May you rise up to Heaven and may your daughter come home with me.
This wish was expressed to my high school Spanish teacher and her teenage daughter in Spain by a young Spanish man.
We could get lost inside of a closet.
According to the park rangers, the most frequently asked question in Custer State Park in South Dakota is “Where are the Buffalo?” We spent a long, meandering, magical day trying to answer that question ourselves. We started our search at Sylvan Lake, a beautiful peaceful, alpine lake surrounded by fantastic granite spires, crags and pinnacles. Still waters created beautiful reflections of the rocks on the mirrored surface of the lake. A fairytale landscape. We circumnavigated the lake, stopping to helping a couple find the well worn trail half way around the lake. He told us that the two of them “Could get lost inside of a closet.” As a child, the closet I most wanted to get lost inside of was the one in “The Lion, the Witch and The Wardrobe,” which led to the fairytale kingdom of Narnia through its back wall.
“One hen • Two ducks • Three squawking geese • Four Limerick oysters • Five corpulent porpoises • Six pairs of Donald virus tweezers • Seven thousand Macedonians in full battle array • Eight homosexual brass monkeys from the secret, ancient, sacred crypts of Egypt • Nine apathetic, sympathetic, diabetic old men on roller skates, with a marked propensity towards procrastination and sloth • Ten lyrical, spherical, diabolical denizens of the deep who all stall around the corner of the quo of the quay of the quivery, all at the same time.”

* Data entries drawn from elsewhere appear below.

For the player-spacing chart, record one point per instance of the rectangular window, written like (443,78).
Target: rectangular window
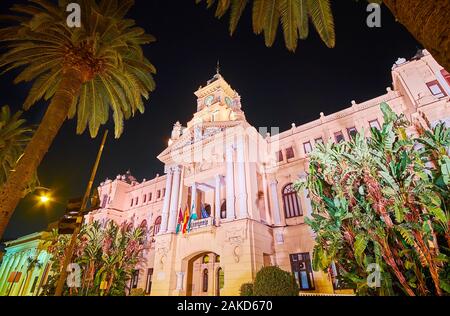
(436,89)
(148,286)
(135,279)
(351,132)
(307,147)
(279,156)
(104,201)
(289,153)
(339,137)
(374,124)
(301,267)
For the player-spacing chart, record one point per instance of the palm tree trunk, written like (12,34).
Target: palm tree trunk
(56,114)
(429,22)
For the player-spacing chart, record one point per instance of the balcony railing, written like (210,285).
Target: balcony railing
(200,223)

I first heard this strange jumble of phrases late one night when I was living in France in 1971 from my friend Paul Mosher, whose father was the creator of the iconic 1950’s family sitcom “Leave it to Beaver.” At the time it sounded like a Monty Python or Firesign Theater routine, but decades later I found out that it had been used as a classic radio announcer’s test from the early days of broadcasting and involved the pronunciation of difficult words, as well as retention, memory, repetition, enunciation, diction, and using every letter in the alphabet a variety of times. Announcers were required to be clear, clean-cut, pleasant, and carry with them the additional charm of personal magnetism brought forth through their melodious and authoritative voices.
I woke up in bed laughing and realized what I had done.

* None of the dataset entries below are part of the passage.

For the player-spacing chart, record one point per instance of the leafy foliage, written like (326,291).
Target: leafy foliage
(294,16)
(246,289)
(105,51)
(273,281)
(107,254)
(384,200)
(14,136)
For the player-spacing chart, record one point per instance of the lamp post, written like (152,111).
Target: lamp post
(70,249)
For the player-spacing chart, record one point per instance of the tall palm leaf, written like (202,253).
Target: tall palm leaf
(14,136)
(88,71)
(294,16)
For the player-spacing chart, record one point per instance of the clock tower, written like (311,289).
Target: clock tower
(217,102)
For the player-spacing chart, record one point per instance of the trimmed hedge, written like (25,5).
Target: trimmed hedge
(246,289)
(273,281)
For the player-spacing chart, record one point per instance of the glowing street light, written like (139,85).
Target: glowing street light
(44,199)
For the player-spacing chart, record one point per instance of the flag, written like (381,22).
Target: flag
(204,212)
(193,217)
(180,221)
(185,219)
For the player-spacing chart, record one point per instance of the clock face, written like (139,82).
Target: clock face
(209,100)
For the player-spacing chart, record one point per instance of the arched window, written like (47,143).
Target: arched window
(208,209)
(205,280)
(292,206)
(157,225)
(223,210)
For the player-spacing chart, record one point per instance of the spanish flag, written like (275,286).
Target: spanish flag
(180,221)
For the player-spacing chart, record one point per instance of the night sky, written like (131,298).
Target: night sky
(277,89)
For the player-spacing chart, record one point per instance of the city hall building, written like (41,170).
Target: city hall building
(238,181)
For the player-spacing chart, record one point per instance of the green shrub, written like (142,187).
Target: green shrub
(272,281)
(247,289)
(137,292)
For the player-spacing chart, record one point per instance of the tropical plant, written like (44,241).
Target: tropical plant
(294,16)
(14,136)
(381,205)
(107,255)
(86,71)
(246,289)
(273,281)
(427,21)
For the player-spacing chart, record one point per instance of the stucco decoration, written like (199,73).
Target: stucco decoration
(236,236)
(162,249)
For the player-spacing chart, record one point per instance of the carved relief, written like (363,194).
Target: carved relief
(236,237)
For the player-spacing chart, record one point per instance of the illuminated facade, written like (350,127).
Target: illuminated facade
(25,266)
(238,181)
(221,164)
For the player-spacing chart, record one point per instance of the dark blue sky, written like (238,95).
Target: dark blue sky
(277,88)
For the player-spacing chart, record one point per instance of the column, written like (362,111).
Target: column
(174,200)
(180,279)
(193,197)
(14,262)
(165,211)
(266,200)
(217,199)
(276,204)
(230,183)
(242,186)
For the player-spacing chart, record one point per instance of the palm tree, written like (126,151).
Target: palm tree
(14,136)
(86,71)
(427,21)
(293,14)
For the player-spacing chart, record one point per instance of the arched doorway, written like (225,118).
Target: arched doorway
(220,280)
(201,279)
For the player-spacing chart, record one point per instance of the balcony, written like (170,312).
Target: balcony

My grandfather, James Claude Thomson said this to his wife after realizing that he had bent over and picked up a clip of bullets and given them back to the man who dropped them and was about to load them into his rifle to shoot him. His good manners saved his life when the soldier was so taken aback by his instinctive polite gesture that he did not kill him. He was in China where he was chairman of the chemistry department at the University of Nanking. He and his family were caught up in a civil war between Chaing Kai Shek’s forces and the soldiers of the Feudal Warlords. His house had been looted by several groups of soldiers earlier that day and everything of value had been already been taken when a soldier demanded silver and gold. When he explained that everything had already been taken the soldier picked up a clip of bullets to load into his rifle to shoot him and dropped them on the floor.
Great Scott! – I had to go and see the King of Thieves!
My grandfather was a wonderful storyteller and told me this tale, describing his life in Nanking, China in the 1920’s after his house was burglarized, having already paid the King of Thieves protection money to keep from being robbed. After explaining in person to the King of Thieves what had happened to his household possessions, his stolen items were soon returned along with an apology and a deep bow.